This thesis explores how competition impacts risk taking in three essays. Chapter 2 explores the role competition plays in motivating risk-taking in en entrepreneurial setting. Traditional entrepreneurship research holds that a role of entrepreneurs is to bear risk and that entrepreneurs are risk seeking, or at least less risk averse than others. Using a tournament model we show that, due to competitive effects, even risk-neutral entrepreneurs appear to be risk seeking and will take on significant levels of risk. To explain this we introduce the concept of strategic risk, which we define as rational risk taking that arises due to competition. We show that the traditional view may have it backwards: we do not observe risky behavior because entrepreneurs have a taste for risk, but rather the structure of some markets induces rational strategic risk taking, and it is the presence of risk and uncertainty that allows entrepreneurship to exist. The model predicts that industries with higher uncertainty and riskier strategies available to entrepreneurs will have higher levels of entrepreneurial entry. Thus, we offer an alternative explanation to why radical innovations disproportionately come from small entrepreneurial firms, and why certain industries are more innovative than others.

Chapter 3 tests the empirical predictions of Chapter 2 in the liver transplant market. Using a policy change to identify risky illegal behavior in the liver transplant market we find support for the model's predictions. The liver transplant market offers an ideal setting to look at how competition impacts risk taking and firm entry as it offers a setting with: substantial variation in levels of market competition, a change in policy that allows identification of risk taking in the form of illegal activity (Snyder, 2010), and a growing market with entry occurring over time. We find support for the predictions that: increased competition increases strategic risk taking, new entrants will take more strategic risk, and that the presence of risky strategies increases an entrepreneurial entrant's ability to compete leading to increased entry.

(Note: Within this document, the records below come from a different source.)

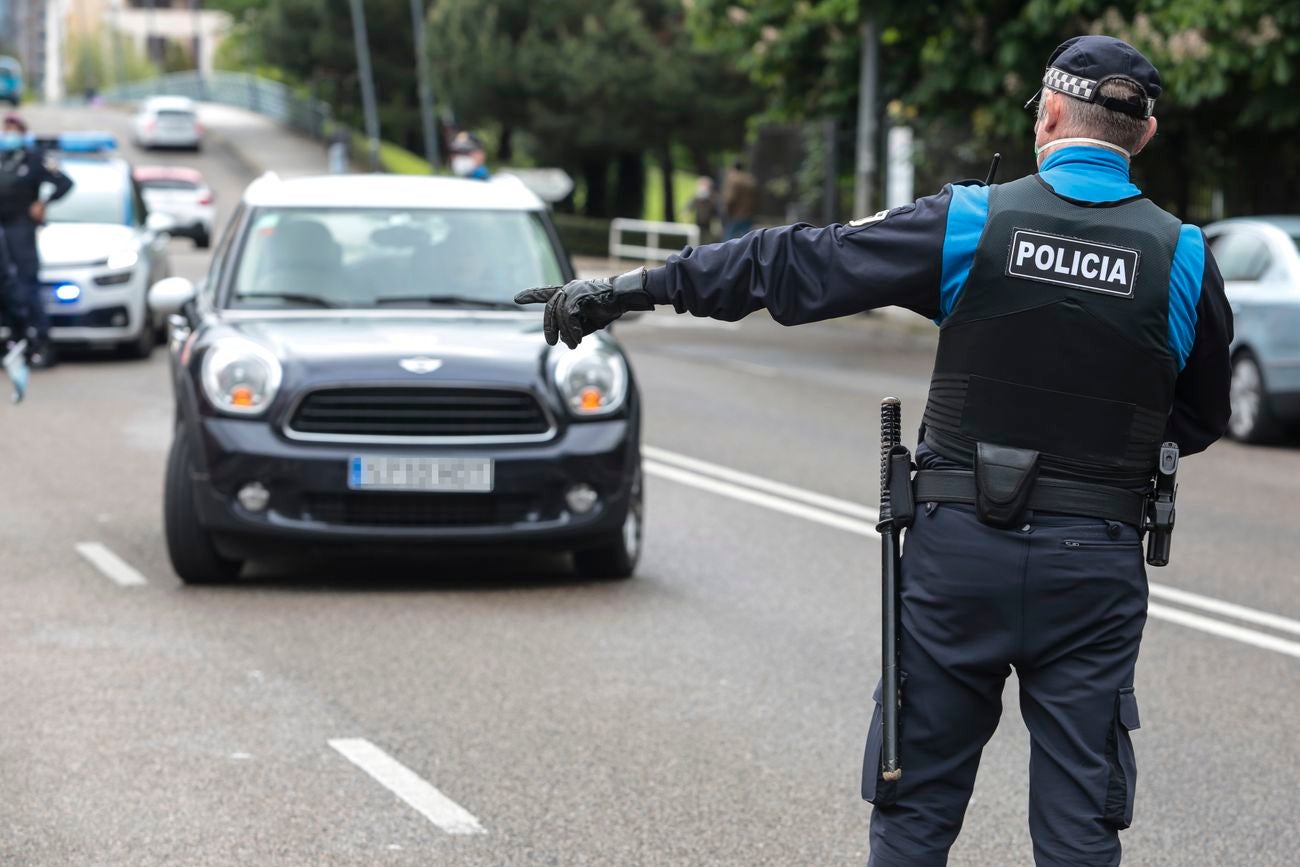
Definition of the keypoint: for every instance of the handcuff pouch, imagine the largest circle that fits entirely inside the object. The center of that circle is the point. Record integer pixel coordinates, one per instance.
(1004, 481)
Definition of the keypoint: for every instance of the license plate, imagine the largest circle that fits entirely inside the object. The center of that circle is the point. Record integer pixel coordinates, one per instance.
(386, 472)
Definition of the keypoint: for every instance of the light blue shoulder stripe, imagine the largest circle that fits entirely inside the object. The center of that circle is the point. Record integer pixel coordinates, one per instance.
(966, 217)
(1184, 291)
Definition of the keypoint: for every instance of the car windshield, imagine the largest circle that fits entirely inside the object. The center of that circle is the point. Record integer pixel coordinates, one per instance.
(168, 183)
(360, 258)
(100, 194)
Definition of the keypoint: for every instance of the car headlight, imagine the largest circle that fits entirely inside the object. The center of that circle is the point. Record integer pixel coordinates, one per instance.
(239, 377)
(593, 380)
(122, 259)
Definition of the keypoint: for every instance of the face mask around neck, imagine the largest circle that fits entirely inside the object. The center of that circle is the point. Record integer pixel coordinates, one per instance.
(1083, 141)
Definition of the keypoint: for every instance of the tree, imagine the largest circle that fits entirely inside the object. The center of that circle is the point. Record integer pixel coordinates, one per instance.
(962, 68)
(310, 42)
(592, 86)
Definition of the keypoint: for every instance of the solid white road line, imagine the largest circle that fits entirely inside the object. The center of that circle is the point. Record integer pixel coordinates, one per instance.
(408, 785)
(846, 515)
(758, 482)
(758, 498)
(117, 569)
(1226, 608)
(1225, 629)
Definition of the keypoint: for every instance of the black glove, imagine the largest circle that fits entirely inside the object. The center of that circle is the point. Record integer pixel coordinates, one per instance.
(583, 306)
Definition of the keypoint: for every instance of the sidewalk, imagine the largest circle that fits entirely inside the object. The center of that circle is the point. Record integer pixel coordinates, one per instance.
(260, 143)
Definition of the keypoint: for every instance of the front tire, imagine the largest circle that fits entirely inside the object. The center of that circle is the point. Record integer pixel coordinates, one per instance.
(616, 555)
(1252, 416)
(189, 545)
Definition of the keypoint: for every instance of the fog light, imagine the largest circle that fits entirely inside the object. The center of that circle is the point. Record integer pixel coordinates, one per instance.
(254, 497)
(581, 499)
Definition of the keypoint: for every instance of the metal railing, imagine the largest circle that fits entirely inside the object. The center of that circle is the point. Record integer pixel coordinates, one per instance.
(242, 90)
(651, 229)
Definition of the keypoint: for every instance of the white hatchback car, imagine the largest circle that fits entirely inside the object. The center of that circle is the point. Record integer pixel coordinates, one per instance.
(182, 194)
(168, 121)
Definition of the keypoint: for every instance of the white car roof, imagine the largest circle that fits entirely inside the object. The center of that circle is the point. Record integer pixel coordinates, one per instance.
(390, 191)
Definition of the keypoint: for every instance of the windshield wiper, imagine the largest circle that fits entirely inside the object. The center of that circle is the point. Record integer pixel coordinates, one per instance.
(445, 299)
(289, 297)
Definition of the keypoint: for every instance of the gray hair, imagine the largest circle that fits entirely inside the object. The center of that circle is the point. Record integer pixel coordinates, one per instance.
(1088, 120)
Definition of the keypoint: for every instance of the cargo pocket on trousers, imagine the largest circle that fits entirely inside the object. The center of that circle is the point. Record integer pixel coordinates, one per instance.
(1119, 757)
(882, 793)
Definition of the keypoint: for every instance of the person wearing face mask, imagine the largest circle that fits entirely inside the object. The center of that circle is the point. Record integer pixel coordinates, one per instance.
(1080, 328)
(468, 157)
(24, 170)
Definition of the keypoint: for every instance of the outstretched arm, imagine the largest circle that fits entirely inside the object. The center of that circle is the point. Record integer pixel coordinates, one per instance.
(800, 273)
(805, 274)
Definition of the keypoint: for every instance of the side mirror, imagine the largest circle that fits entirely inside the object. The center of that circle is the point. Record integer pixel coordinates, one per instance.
(159, 222)
(169, 295)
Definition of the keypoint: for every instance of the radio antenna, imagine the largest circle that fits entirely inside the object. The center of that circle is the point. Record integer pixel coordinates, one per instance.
(992, 169)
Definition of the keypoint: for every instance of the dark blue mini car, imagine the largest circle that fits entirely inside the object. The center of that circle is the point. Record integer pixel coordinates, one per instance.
(354, 373)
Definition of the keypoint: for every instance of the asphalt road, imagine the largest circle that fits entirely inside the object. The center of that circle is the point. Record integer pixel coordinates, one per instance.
(710, 710)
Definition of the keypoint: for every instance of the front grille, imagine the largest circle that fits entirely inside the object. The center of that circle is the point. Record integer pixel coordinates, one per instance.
(98, 317)
(416, 412)
(420, 510)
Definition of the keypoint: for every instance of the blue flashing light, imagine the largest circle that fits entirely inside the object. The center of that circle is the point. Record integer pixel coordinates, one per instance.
(76, 142)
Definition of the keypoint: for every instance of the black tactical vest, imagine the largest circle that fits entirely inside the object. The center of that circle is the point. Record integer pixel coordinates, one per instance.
(1060, 338)
(16, 183)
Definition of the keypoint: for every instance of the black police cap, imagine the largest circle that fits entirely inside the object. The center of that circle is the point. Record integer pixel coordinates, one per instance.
(1079, 66)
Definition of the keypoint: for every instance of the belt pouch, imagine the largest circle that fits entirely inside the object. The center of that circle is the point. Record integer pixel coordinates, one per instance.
(1004, 480)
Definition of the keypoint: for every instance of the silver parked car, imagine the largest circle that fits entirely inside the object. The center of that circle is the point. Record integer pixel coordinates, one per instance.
(1260, 261)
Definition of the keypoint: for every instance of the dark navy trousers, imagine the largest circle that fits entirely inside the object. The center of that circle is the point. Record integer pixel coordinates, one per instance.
(20, 238)
(1062, 599)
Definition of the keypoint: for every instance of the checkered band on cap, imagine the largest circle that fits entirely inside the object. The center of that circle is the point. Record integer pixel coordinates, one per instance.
(1075, 86)
(1067, 83)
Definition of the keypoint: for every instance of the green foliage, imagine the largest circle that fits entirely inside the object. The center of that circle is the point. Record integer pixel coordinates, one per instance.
(589, 85)
(393, 159)
(238, 9)
(801, 53)
(683, 185)
(94, 61)
(311, 43)
(963, 68)
(583, 235)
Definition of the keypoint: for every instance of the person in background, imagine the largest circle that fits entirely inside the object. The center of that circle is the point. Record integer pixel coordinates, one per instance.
(740, 200)
(703, 207)
(13, 306)
(24, 170)
(468, 157)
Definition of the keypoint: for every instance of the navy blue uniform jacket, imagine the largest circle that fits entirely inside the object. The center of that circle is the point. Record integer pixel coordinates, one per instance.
(918, 256)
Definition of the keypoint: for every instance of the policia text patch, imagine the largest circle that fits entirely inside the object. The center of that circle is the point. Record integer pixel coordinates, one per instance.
(1069, 261)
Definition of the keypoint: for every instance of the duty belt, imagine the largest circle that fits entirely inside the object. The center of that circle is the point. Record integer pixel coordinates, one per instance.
(1047, 495)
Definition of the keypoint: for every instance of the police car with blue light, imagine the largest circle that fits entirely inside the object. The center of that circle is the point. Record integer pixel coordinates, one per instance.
(100, 250)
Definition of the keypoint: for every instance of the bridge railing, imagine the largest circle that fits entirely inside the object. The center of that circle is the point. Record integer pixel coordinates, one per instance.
(651, 230)
(242, 90)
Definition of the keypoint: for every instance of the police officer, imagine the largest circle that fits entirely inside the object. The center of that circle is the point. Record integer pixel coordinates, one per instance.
(468, 157)
(1080, 326)
(22, 172)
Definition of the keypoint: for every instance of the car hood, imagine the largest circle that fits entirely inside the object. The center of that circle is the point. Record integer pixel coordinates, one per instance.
(81, 243)
(406, 347)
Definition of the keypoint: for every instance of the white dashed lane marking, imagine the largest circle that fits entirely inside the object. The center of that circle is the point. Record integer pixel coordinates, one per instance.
(406, 784)
(858, 519)
(113, 567)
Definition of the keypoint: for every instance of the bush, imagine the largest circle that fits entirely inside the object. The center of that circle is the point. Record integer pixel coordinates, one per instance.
(583, 235)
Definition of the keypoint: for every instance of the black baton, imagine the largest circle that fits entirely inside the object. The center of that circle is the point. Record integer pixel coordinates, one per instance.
(891, 430)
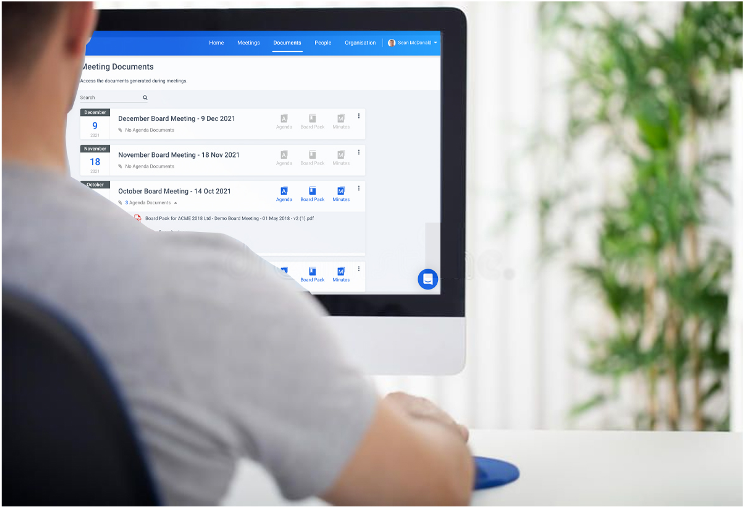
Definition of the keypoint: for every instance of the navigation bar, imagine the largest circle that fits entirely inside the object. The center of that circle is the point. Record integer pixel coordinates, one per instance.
(264, 43)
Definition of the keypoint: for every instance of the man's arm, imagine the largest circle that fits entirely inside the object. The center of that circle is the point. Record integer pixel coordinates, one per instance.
(412, 454)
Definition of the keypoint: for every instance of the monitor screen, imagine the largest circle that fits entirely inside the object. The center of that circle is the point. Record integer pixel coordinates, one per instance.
(318, 150)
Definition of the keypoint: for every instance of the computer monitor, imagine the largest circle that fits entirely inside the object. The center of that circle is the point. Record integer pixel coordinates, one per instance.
(330, 141)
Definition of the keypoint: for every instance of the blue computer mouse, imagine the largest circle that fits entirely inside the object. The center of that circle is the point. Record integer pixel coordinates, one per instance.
(494, 473)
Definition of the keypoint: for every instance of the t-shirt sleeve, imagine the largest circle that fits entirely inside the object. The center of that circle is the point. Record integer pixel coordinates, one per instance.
(298, 407)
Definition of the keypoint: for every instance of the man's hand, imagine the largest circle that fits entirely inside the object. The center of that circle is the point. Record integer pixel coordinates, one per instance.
(421, 408)
(414, 454)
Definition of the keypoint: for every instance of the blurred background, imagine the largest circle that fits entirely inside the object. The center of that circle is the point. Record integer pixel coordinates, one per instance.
(600, 229)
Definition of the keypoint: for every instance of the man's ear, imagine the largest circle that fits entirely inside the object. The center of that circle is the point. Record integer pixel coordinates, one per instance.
(79, 23)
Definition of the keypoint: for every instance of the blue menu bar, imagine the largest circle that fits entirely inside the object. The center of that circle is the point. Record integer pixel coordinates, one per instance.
(264, 43)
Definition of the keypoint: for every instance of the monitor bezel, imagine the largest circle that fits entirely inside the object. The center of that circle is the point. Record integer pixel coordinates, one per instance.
(452, 24)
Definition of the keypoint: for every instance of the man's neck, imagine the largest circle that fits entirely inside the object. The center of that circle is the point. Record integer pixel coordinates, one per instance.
(33, 127)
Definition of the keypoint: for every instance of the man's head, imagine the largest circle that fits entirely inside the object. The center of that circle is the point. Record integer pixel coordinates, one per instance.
(45, 40)
(43, 48)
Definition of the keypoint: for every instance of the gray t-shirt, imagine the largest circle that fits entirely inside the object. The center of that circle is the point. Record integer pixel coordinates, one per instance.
(217, 356)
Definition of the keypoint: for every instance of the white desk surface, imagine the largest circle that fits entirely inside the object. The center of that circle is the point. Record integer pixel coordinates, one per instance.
(576, 468)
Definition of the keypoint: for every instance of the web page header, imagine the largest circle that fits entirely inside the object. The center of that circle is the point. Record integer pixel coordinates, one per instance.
(330, 43)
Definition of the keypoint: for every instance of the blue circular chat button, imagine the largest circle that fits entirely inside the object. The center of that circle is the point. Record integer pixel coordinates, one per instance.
(428, 279)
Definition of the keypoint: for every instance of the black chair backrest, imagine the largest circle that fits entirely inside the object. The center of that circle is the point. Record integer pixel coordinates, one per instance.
(67, 439)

Finally, in Chapter 4 the risk taking behavior predicted in Chapter 2 is tested in a laboratory experiment. We find that actual behavior deviates from the theoretical optimal for the majority of players even though players would universally be better off playing as the model prescribes. We also explore how the framing of the competitive situation influences behavior. We find that general quantitative ability and being less risk averse predicts play closer to the optimal predicted behavior.